Definition at line 108 of file clarfg.f.

108 *
109 * -- LAPACK auxiliary routine (version 3.4.2) --
110 * -- LAPACK is a software package provided by Univ. of Tennessee, --
111 * -- Univ. of California Berkeley, Univ. of Colorado Denver and NAG Ltd..--
112 * September 2012
113 *
114 * .. Scalar Arguments ..
115  INTEGER incx, n
116  COMPLEX alpha, tau
117 * ..
118 * .. Array Arguments ..
119  COMPLEX x( * )
120 * ..
121 *
122 * =====================================================================
123 *
124 * .. Parameters ..
125  REAL one, zero
126  parameter ( one = 1.0e+0, zero = 0.0e+0 )
127 * ..
128 * .. Local Scalars ..
129  INTEGER j, knt
130  REAL alphi, alphr, beta, rsafmn, safmin, xnorm
131 * ..
132 * .. External Functions ..
133  REAL scnrm2, slamch, slapy3
134  COMPLEX cladiv
135  EXTERNAL scnrm2, slamch, slapy3, cladiv
136 * ..
137 * .. Intrinsic Functions ..
138  INTRINSIC abs, aimag, cmplx, REAL, sign
139 * ..
140 * .. External Subroutines ..
141  EXTERNAL cscal, csscal
142 * ..
143 * .. Executable Statements ..
144 *
145  IF( n.LE.0 ) THEN
146  tau = zero
147  RETURN
148  END IF
149 *
150  xnorm = scnrm2( n-1, x, incx )
151  alphr = REAL( alpha )
152  alphi = aimag( alpha )
153 *
154  IF( xnorm.EQ.zero .AND. alphi.EQ.zero ) THEN
155 *
156 * H = I
157 *
158  tau = zero
159  ELSE
160 *
161 * general case
162 *
163  beta = -sign( slapy3( alphr, alphi, xnorm ), alphr )

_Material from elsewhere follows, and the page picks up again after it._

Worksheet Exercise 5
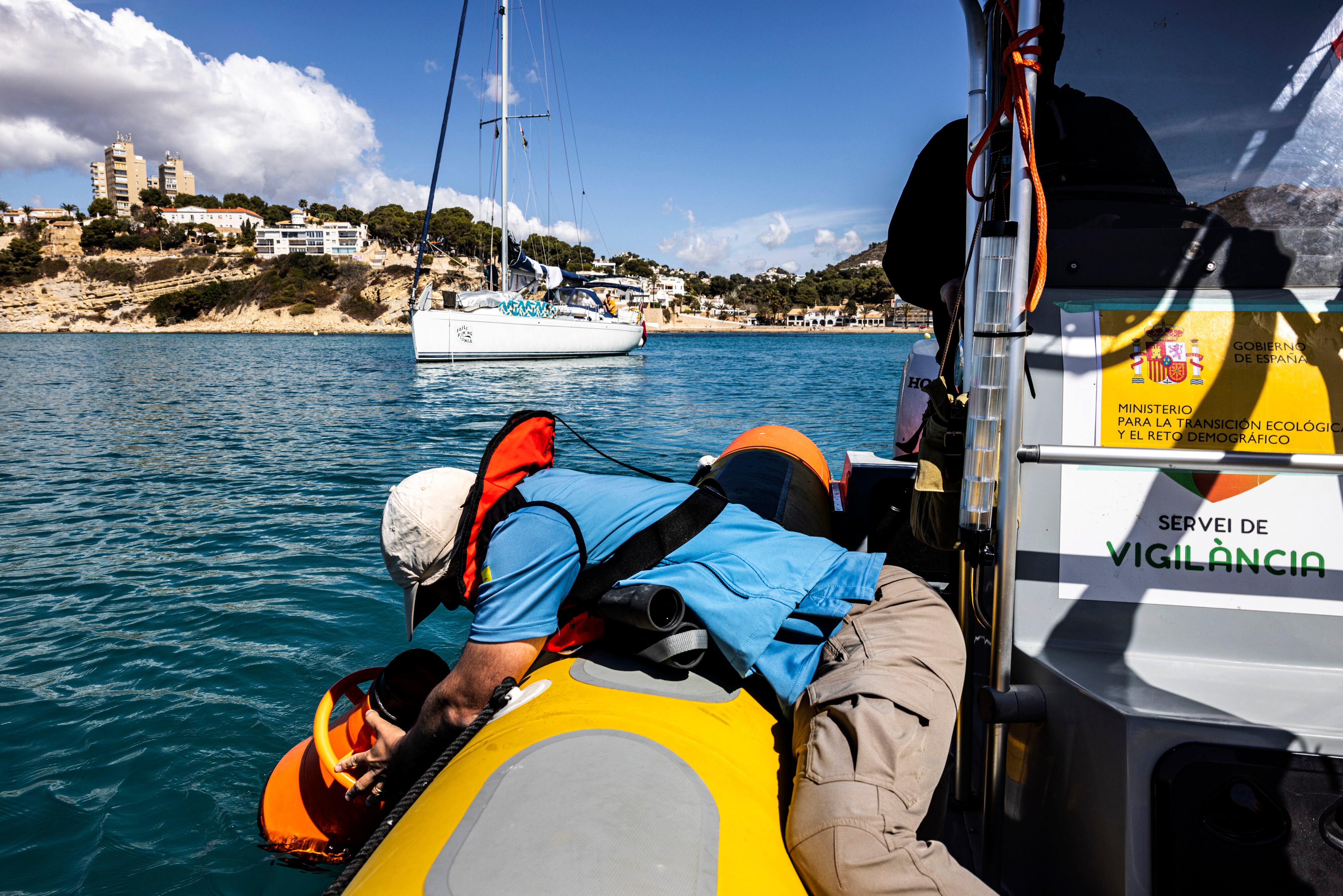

164  safmin = slamch( 'S' ) / slamch( 'E' )
165  rsafmn = one / safmin
166 *
167  knt = 0
168  IF( abs( beta ).LT.safmin ) THEN
169 *
170 * XNORM, BETA may be inaccurate; scale X and recompute them
171 *
172  10 CONTINUE
173  knt = knt + 1
174  CALL csscal( n-1, rsafmn, x, incx )
175  beta = beta*rsafmn
176  alphi = alphi*rsafmn
177  alphr = alphr*rsafmn
178  IF( abs( beta ).LT.safmin )
179  $ GO TO 10
180 *
181 * New BETA is at most 1, at least SAFMIN
182 *
183  xnorm = scnrm2( n-1, x, incx )
184  alpha = cmplx( alphr, alphi )
185  beta = -sign( slapy3( alphr, alphi, xnorm ), alphr )
186  END IF
187  tau = cmplx( ( beta-alphr ) / beta, -alphi / beta )
188  alpha = cladiv( cmplx( one ), alpha-beta )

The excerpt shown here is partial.